Die Mauer vor ihnen öffnete sich – nicht wie eine Tür, die aufschwang, oder ein Paneel, das sich hob, sondern wie ein Lappen, der entzweigerissen wird. Sie öffnete sich weit vom Fundament bis zum Scheitel wie ein Maul, das gefüttert werden will. Als die Öffnung sieben Meter breit war, stoppte sie, unbeweglich, mit einem glatten steinernen Rahmen, der aussah, als sei er schon immer dort gewesen und gehöre eindeutig hierher.
Ein Eingang, dachte Walker Boh. Genau das, was sie gesucht hatten.
Quickening und Morgan Leah standen erwartungsvoll neben ihm. Er sah keinen der beiden an. Er hielt seinen Blick in die Öffnung gerichtet, in die Finsternis und das Meer undurchdringlicher Schatten. Er suchte und lauschte, doch nichts gab sich preis.

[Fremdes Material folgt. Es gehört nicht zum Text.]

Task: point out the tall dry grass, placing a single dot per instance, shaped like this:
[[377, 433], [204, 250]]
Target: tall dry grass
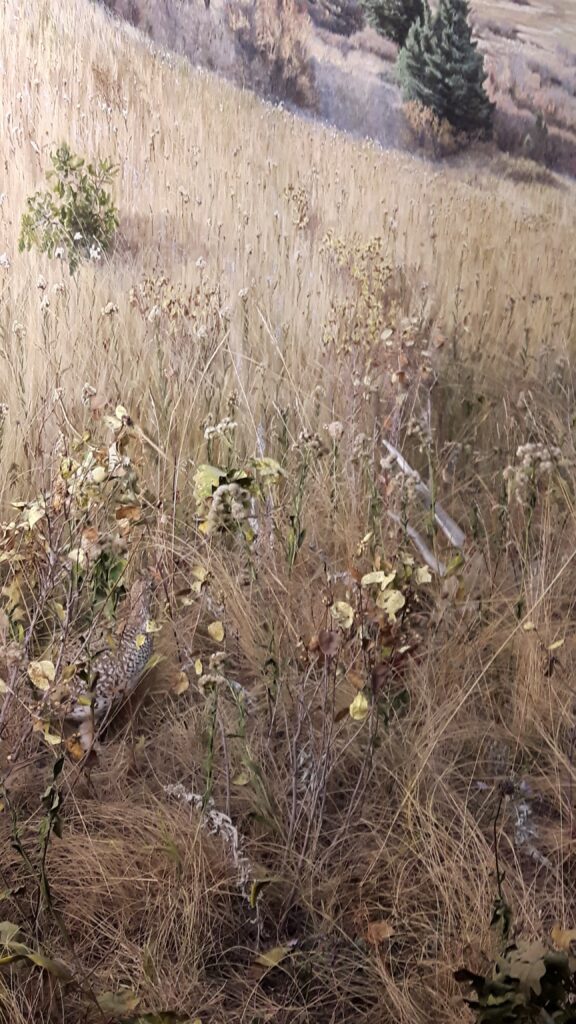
[[247, 283]]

Doch wußte er, was dort wartete.
Carismans Stimme sang leise in seinem Geiste. Komm nur herein, sagte die Spinne zur Fliege. Mit dem Mädchen und dem Hochländer an seiner Seite nahm er die Einladung an.
25
Schatten umfingen sie fast augenblicklich, Schichten von Finsternis, die wenige Meter innerhalb der Kuppel begannen und alles, was jenseits lag, vollständig umhüllten. Unter Walkers Führung wurden sie langsamer, warteten, daß ihre Augen sich gewöhnten, und lauschten dem hohlen Echo ihrer Schritte, das in der Ferne verklang. Dann blieb nur noch das Geräusch ihres Atems. Hinter ihnen bildete das fahle, graue Tageslicht einen dünnen Faden, der sie mit der Außenwelt verband, und kurz darauf war auch er zerrissen. Wieder schabte Stein auf Stein, und die Öffnung, die ihnen den Eintritt erlaubt hatte, verschloß sich wieder. Niemand rührte sich, um es zu verhindern; sie hatten es in der Tat alle drei erwartet. In der darauffolgenden Stille standen sie zusammen, jeder der beruhigenden Gegenwart der anderen gewahr, jeder bemüht, irgendein Geräusch zu vernehmen, das eine Bewegung verraten hätte, jeder wartend, daß ein Mindestmaß an Sicht zurückkam. Das Gefühl von Leere war absolut. Das Innere der Kuppel fühlte sich an wie ein gigantisches Grab, in dem sich seit Jahrhunderten nichts Lebendes mehr bewegt hatte. Die Luft roch abgestanden und modrig ohne irgendwelche vertrauten Gerüche, und es war kalt, ein eisiger Frost, der durch Mund und Nase drang und sich sofort bis in die Magengrube fortsetzte und dort blieb. Sie begannen fast augenblicklich zu zittern. Selbst in der undurchdringlichen Finsternis kam es Walker Boh vor, als könne er die Wolken seines Atems sehen.